The average ADI for all the patients was 54.2, but the average score was 63 for the 22% of patients who were readmitted within 30 days of initial discharge, compared with an average 51.8 for patients not readmitted (P < .001).

Among those 117 readmitted, “39 patients had a reinfection, 68 had an exacerbation of their chronic conditions, and 10 were admitted for ‘concerning symptoms’ without a primary admitting diagnosis,” the investigators reported. Because “a third of our cohort was readmitted with an infection, it is possible that more disadvantaged neighborhoods created more challenges for a person’s immune system, which may be compromised after recovering from sepsis.”

Dr. DuGoff further noted that health literacy may be lower among people living in less advantaged neighborhoods.

“A number of studies suggest when patients leave the hospital, they’re not sure what they need to do. The language is complicated, and it’s hard to know what kind of medication to take when, and when you’re supposed to return to the doctor or the hospital,” Dr. DuGoff said. “Managing all of that can be pretty scary for people, particularly after a traumatic experience with sepsis at the hospital.”

Most patients had been discharged home (67.3%), but the 31.6% discharged to a skilled nursing facility had a greater likelihood of readmission, compared with those discharged home (P < .01); 1% were discharged to acute rehabilitation. The average length of stay during the index hospitalization was also greater for those readmitted (8.7 days) than for those not readmitted (6.4 days). The groups did not differ in terms of their acute organ dysfunction or severity of their comorbidities.

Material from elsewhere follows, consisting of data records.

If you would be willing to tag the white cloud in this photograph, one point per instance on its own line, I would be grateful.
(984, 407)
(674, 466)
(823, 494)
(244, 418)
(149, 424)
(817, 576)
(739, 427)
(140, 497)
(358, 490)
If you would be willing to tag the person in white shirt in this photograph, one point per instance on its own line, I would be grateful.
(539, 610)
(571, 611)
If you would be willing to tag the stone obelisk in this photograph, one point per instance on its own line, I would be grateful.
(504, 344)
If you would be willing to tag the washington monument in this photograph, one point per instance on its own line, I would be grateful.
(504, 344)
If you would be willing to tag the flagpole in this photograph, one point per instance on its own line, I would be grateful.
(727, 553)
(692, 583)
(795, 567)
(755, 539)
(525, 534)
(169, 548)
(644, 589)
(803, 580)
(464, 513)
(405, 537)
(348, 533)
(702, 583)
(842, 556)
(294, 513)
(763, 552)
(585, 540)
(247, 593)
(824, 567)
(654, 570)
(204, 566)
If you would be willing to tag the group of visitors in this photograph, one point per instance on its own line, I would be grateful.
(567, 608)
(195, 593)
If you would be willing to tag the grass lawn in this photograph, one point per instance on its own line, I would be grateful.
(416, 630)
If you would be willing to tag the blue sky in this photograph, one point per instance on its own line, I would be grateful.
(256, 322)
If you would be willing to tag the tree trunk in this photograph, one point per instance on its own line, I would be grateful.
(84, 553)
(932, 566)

However, even after adjustment for these factors, “neighborhood disadvantage remained significantly associated with 30-day rehospitalization in patients who were discharged with sepsis,” the authors said. Specifically, each additional standard deviation greater in patients’ ADI was associated with increased risk of 30-day readmission (P < .001).

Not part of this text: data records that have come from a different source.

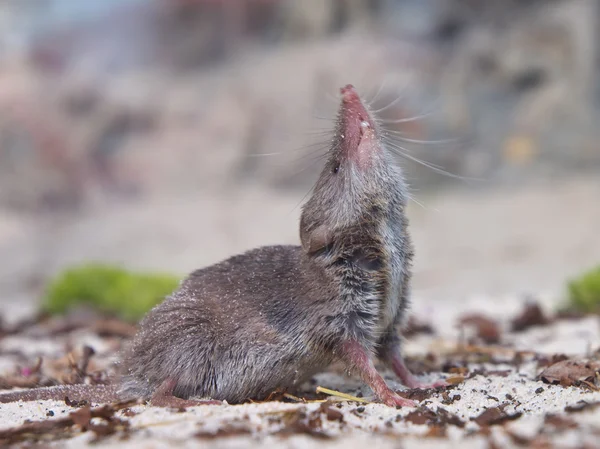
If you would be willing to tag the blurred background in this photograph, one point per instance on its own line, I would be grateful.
(169, 134)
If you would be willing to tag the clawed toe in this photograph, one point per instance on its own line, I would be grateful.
(395, 400)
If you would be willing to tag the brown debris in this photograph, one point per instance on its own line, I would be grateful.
(301, 422)
(447, 400)
(228, 430)
(582, 406)
(331, 413)
(60, 428)
(494, 416)
(532, 315)
(559, 422)
(570, 372)
(487, 329)
(75, 403)
(417, 394)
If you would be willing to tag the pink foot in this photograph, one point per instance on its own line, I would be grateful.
(407, 377)
(424, 386)
(163, 397)
(358, 358)
(392, 399)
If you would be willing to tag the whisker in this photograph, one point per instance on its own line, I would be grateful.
(372, 100)
(400, 136)
(414, 118)
(402, 152)
(388, 106)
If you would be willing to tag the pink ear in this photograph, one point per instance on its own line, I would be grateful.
(316, 239)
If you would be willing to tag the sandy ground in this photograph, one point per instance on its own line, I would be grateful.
(476, 252)
(374, 423)
(528, 239)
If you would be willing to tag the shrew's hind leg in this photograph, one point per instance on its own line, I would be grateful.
(163, 397)
(390, 352)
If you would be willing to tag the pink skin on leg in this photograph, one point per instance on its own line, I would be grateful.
(356, 356)
(407, 378)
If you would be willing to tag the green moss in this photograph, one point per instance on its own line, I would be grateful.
(109, 289)
(584, 292)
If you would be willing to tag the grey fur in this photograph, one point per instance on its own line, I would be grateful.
(273, 316)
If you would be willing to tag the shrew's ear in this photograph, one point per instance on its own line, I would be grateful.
(316, 240)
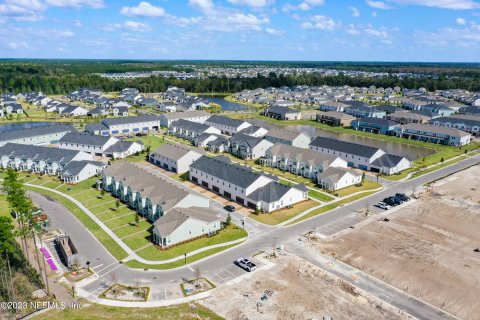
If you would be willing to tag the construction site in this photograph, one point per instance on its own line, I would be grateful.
(294, 289)
(430, 247)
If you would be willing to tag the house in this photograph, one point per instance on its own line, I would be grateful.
(76, 171)
(183, 224)
(199, 116)
(375, 125)
(175, 157)
(434, 134)
(282, 113)
(254, 131)
(102, 146)
(73, 111)
(125, 125)
(334, 178)
(227, 125)
(190, 130)
(247, 147)
(333, 106)
(335, 118)
(465, 122)
(40, 159)
(358, 155)
(147, 192)
(363, 111)
(292, 138)
(239, 183)
(43, 135)
(300, 161)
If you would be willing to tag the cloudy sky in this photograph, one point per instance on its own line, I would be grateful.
(353, 30)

“Given that the ADI is a composite score, we cannot identify which component is the predominant driver of rehospitalizations for patients who survive sepsis,” the authors wrote. “However, all components that make up the index are intertwined, and policy efforts targeting one (i.e., unemployment) will likely impact others (i.e., housing).”

Dr. Durfey said that medical schools have not traditionally provided training related to management of social risk factors, although this is changing in more recent curricula. But the findings still have clinical relevance for practitioners.

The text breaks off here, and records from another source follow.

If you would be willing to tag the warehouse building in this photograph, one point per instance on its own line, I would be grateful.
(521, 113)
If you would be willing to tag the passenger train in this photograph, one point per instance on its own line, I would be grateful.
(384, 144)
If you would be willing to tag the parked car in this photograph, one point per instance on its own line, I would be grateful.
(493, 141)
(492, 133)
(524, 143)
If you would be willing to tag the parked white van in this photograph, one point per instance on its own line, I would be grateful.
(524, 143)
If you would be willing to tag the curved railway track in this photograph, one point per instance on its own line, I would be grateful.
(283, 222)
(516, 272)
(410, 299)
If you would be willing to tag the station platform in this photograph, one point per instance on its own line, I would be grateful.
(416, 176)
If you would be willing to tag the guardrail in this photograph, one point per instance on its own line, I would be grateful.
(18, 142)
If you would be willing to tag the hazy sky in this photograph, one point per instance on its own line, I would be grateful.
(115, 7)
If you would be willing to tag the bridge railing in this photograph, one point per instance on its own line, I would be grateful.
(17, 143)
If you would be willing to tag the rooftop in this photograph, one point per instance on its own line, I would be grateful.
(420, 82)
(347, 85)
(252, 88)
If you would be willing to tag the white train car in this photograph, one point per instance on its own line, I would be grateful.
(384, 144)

“Certainly, the first step is awareness of where and how patients live and being mindful of how treatment plans may be impacted by social factors at both the individual and community levels,” Dr. Durfey said. “An important part of this is working in partnership with social workers and case managers. Importantly, clinicians can also partner with disadvantaged communities to advocate for improved conditions through policy change and act as expert witnesses to how neighborhood level factors impact health.”

Dr. DuGoff also wondered what implications these findings might have currently, with regards to COVID-19.

“People living in disadvantaged neighborhoods are already at higher risk for getting the disease, and this study raises really good questions about how we should be monitoring discharge now in anticipation of these types of issues,” she said.

The authors noted that their study is cross-sectional and cannot indicate causation, and the findings of a single urban institution may not be generalizable elsewhere. They also did not consider what interventions individual patients had during their index hospitalization that could have increased frailty.

The study did not note external funding. One coauthor of the study, Suchi Saria, PhD, reported receiving honoraria and travel reimbursement from two dozen biotechnology companies for keynotes and advisory board service; she also holds equity in Patient Ping and Bayesian Health. The other authors reported no industry disclosures. In addition to consulting for Berkeley Research Group, Dr. DuGoff has received a past honorarium from Zimmer Biomet. Dr. Durfey has no disclosures.